A team of Catalan researchers has developed an artificial intelligence tool (AI) that takes a decisive step in the understanding of Alzheimer’s and other pathologies related to protein aggregation. The tool, baptized as Canya, has been presented in a study published in the journal Science Advances, the result of collaboration between the Genomic Regulation Center (CRG) and the Bioengineering Institute of Catalonia (IBEC).
The AI has managed to decipher the secret language used by proteins to decide if they fold correctly or form “sticky”, a pathological condition that alters cellular functioning and is related to more than 50 diseases, including Alzheimer’s disease, which affect about 500 million people throughout the world.

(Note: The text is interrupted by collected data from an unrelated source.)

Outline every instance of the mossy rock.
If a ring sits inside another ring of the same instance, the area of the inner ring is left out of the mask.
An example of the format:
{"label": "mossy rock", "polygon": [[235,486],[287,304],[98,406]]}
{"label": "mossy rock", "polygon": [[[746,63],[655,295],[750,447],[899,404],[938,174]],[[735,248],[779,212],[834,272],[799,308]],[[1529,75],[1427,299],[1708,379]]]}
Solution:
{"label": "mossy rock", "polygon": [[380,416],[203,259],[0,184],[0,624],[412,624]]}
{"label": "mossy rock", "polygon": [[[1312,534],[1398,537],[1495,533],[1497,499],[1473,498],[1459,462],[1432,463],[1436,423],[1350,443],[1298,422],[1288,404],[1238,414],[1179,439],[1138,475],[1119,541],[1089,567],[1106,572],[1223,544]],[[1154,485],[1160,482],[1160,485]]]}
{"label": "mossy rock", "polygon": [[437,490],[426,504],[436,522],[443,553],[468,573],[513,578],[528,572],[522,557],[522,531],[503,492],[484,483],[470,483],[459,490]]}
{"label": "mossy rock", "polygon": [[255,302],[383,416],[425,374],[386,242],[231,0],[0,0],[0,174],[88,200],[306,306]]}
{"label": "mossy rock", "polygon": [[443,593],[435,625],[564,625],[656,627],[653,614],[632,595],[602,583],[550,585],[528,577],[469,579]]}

Unlike other “black box” type, whose processes are opaque, Canya was designed with an “explainable” approach, which allows scientists to understand how it reaches their predictions. This transparency has allowed to identify the chemical patterns that drive harmful aggregation, a key advance for both biomedical research and the pharmaceutical industry.
A difficult biological language to translate
Proteins are composed of 20 types of amino acids, whose order determines its form and function. Understanding what combinations cause pathological aggregations has been a scientific challenge for decades. The above tools faced a great limitation: the shortage of reliable data on this process.
To train Canya, the team generated more than 100,000 fragments of synthetic proteins, each with 20 amino acids, and studied their behavior in yeast cells. If a fragment caused aggregation, the cells reacted in a measurable way, which allowed establishing cause-effect relationships.
“The language of proteins is like an unexplored galaxy,” explains Dr. Mike Thompson, of CRG. “So far only a small fraction had been mapped. Our approach allows us to expand that map with thousands of combinations never seen in nature.”
Implications for health and industry
In addition to its relevance for neurodegenerative diseases, Canya’s most immediate impact could occur in the biotechnological and pharmaceutical field. Many modern medications are based on therapeutic proteins that, if added, lose their effectiveness and generate manufacturing problems.
“Protein aggregation is a great headache for pharmaceuticals,” says Dr. Benedetta Bolognesi, of IBEC. “Canya can help design more stable antibodies and enzymes, reducing production failures and economic costs.”
Despite having resigned from the predictive capacity offered by the most opaque AI, Canya has exceeded 15 % the precision of the previous models, demonstrating that transparency and efficiency do not have to be at odds.
This advance positions Catalan science at the forefront of artificial intelligence applied to molecular biology, and opens a new stage in the fight against diseases that, until now, seemed impossible to prevent or treat from its molecular origin.